Thursday, April 11, 2013

When will they ever leave?





Continuing the oak leaf chronicles:-- The medium-sized oak tree in front of our house is one of five similar trees along the block that produced beautiful red burnished leaves in the fall. I snagged a few clusters of these for a painting and then ran out of my artist's paper.

Meanwhile, one of the five trees dropped its leaves almost in one go, while on the other four trees, the leaves held fast...and held and held and held. Even through this winter's raging rainstorms and occasional gale-force winds, the leaves remained intact. Our tree looked no more bare in the first week of February, when this picture was taken, than it had in October.


I began to think that our oak tree was hanging in there with me, waiting till I started to paint. By late February I'd finally laid in a new stash of paper and arranged my still-life set-up, in which the "red" leaves had faded to brown:


Resuming work on paper was a slow process for me, and I seemed to lurch from one mistake to another -- having overlooked some of the lessons I'd only just begun to re-learn when I began work in my new studio last September. Our oak tree, too, was in slow motion -- de-leafing only very slowly until the equinox arrived. Suddenly, it started to show some action, and now our tree has few enough leaves that one could feasibly count them.
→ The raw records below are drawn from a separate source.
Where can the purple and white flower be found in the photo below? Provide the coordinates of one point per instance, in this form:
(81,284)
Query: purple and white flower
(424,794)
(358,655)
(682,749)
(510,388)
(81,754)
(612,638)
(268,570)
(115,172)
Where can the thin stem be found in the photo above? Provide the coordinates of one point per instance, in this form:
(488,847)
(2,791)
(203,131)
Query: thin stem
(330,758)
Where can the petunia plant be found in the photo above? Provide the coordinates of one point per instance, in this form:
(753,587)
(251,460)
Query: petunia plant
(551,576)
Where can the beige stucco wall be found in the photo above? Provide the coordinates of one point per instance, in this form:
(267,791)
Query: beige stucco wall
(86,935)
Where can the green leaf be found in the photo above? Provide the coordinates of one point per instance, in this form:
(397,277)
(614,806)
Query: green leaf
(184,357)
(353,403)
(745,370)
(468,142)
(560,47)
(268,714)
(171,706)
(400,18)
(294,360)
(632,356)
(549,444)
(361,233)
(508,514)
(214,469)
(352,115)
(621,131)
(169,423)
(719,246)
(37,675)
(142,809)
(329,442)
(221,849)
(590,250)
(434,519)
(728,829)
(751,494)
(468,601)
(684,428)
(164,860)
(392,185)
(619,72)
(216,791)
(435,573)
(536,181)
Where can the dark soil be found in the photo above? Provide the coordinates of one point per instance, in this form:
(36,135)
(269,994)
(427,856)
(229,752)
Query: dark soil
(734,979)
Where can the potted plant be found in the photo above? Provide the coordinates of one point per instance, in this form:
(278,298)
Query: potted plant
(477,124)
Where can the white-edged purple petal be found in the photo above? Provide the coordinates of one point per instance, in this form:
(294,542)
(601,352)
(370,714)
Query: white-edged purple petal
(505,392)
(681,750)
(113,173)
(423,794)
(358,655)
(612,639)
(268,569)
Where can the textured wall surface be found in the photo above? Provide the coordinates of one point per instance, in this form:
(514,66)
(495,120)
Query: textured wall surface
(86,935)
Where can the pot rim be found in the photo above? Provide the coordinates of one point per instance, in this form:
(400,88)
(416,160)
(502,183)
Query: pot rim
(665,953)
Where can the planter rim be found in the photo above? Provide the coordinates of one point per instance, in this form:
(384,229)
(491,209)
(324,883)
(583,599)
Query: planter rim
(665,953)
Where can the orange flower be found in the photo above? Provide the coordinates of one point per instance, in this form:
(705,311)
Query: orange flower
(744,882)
As of this morning, tiny leaf buds are evident.

And my painting is finished! You can view it as a work-in-progress here  and the final version of "Red Repose" (copyright 2013) here:


That glass jug, by the way, was in my mother's family from at least 1910. She kept it as a memento of what she called "my daddy's farm" and remembered it storing "scuppuh-nung" wine (as her South Carolina accent handled "scuppernung" -- the famous Southern grape). It's surprisingly heavy -- thick-walled and reenforced around the neck, with an interesting mark on its base. I suppose it's four to five times as old as our slow-deleafing oak tree.


2 comments:

  1. I enjoyed seeing the stages this painting went through prior to its final, finished state. Because I first saw it on your Picassa site, the origins of the parts weren't known to me. Now that I've read "the story", I have an even greater appreciation for the whole you have created. Kudos, Kelly! Wonderful!

    ReplyDelete
  2. I have just spent a happy hour just catching up. Now, on to the second read--even more enjoyable!!! Thank you, as always, for these happy hours.